Jan 14, 2011 at 1:05 PM Post #283 of 963
Okay, everyone, I just did a testing session, and my suspicion was right. I went ahead and EQ'd the Isone Pro's frequency response with the HRTF and Room simulation has been engage. Although the EQ doesn't make the resulting pink noise sound exactly like the same pink noise with Isone Pro bypassed, it was close enough and certainly far more more neutral sounding than without the EQ. But here's where my suspicion was confirmed. When I A/B'd two Isone Pro chains, the one without the EQ is much more natural sounding, and the one with EQ is nasal and not as smooth.
 
So, if you want the extra realism of HRTF and Room simulation, whatever change in frequency response is SUPPOSED to happen because that IS what happens when the head and ears and room acoustic become part of the equation. It is not a "mistake" or "unwanted coloration." That is how your headphones would sound if it actually became a pair of speakers in a room.
 
My conclusion--don't EQ Isone. Leave it as is, and keep the HRTF and Room modes activated for the most natural and realistic sound.
 
Jan 18, 2011 at 6:37 PM Post #285 of 963
Well, I wrote Jeroen an e-mail like Lunatique suggested, and he was very prompt replying, just as Lunatique said he would be.  I don't know how many people have the old version of Isone Pro and how many have the new Toneboosters Isone like me, but here is what Jeroen wrote to me: 
 
----------------------------------------------------
 
 
Thanks for your email. The manual is in progress but may take a couple
of weeks to finalize.

The default settings should nevertheless work for most people, and you
may wish to reduce
the room effect by modifying the distance control.

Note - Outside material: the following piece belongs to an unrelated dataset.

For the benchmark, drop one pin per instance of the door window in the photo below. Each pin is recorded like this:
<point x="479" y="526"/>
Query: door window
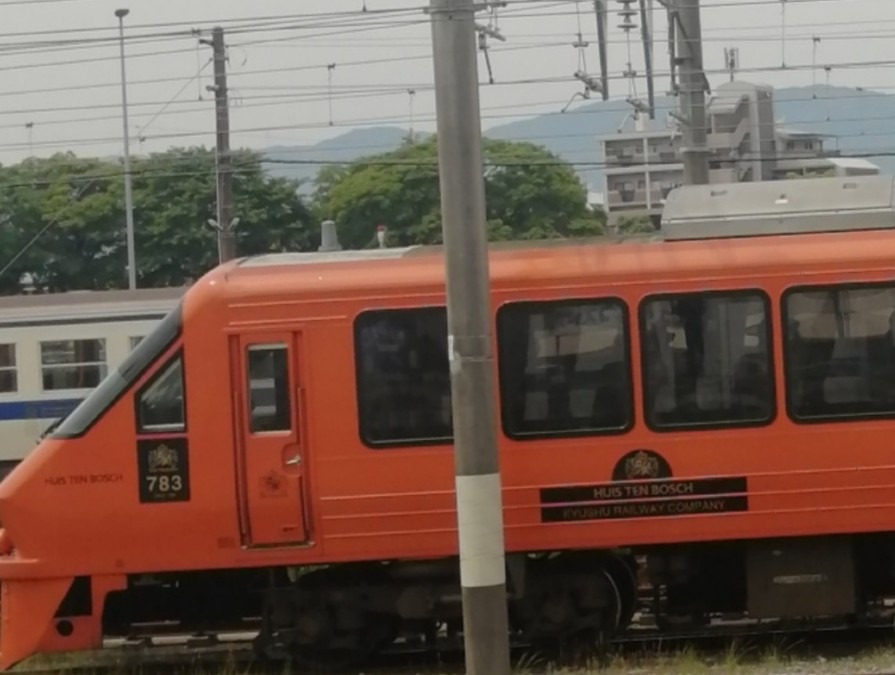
<point x="269" y="396"/>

Most people from headfi prefer a straight frequency response, so
select 'flat response'
from the loudspeaker cabinet. If you want flat HRTFs as well, set HRTF
strength to 0.
This should give very neutral settings.

I hope this helps for now...

Cheers,

Jeroen
 
-----------------------------------
 
So I am doing as he suggested, and retaining a  bit of the close-to-the-ear headphone effect I have become so used to by setting the distance at 0.5 meters, flat response and the HRTF at 0.
 
Isone Pro takes some getting used to if you've chased your tail with various hardware and software tweaks in search of the elusive "bit-perfect, flat response" ideal. It completely changes the experience of headphone listening, and initially, some of the changes seem to be negative in SQ.  But then, you get used to it, and realize that with the exception of the rare binaural recording, most records are mic-ed and mixed to be listened to on loudspeakers, which makes headphones kind of unnatural in terms of putting you in an approximation of the same "space" that the recording artist and engineer had in mind.  My only real beef is it seems to make give my Sennheiser 650s a mid-bass hump they don't have without Isone that kind of obscures the clarity of transient high-frequency reproduction of things like flutes and top-hat cymbals.   But I take Lunatique's word not to try to apply EQ after Isone; I wonder if he would recommend EQ before Isone in the DSP chain?  I don't know if Jeroen would weigh in on that question, since there are so many ways for noobs like me to mess up EQ and then wind up blaming the effect on Isone.  So right now, TB Isone is the only DSP I use in Foobar, and when I am on a Linux computer like I am now that doesn't host VST plugins easily, I really miss it.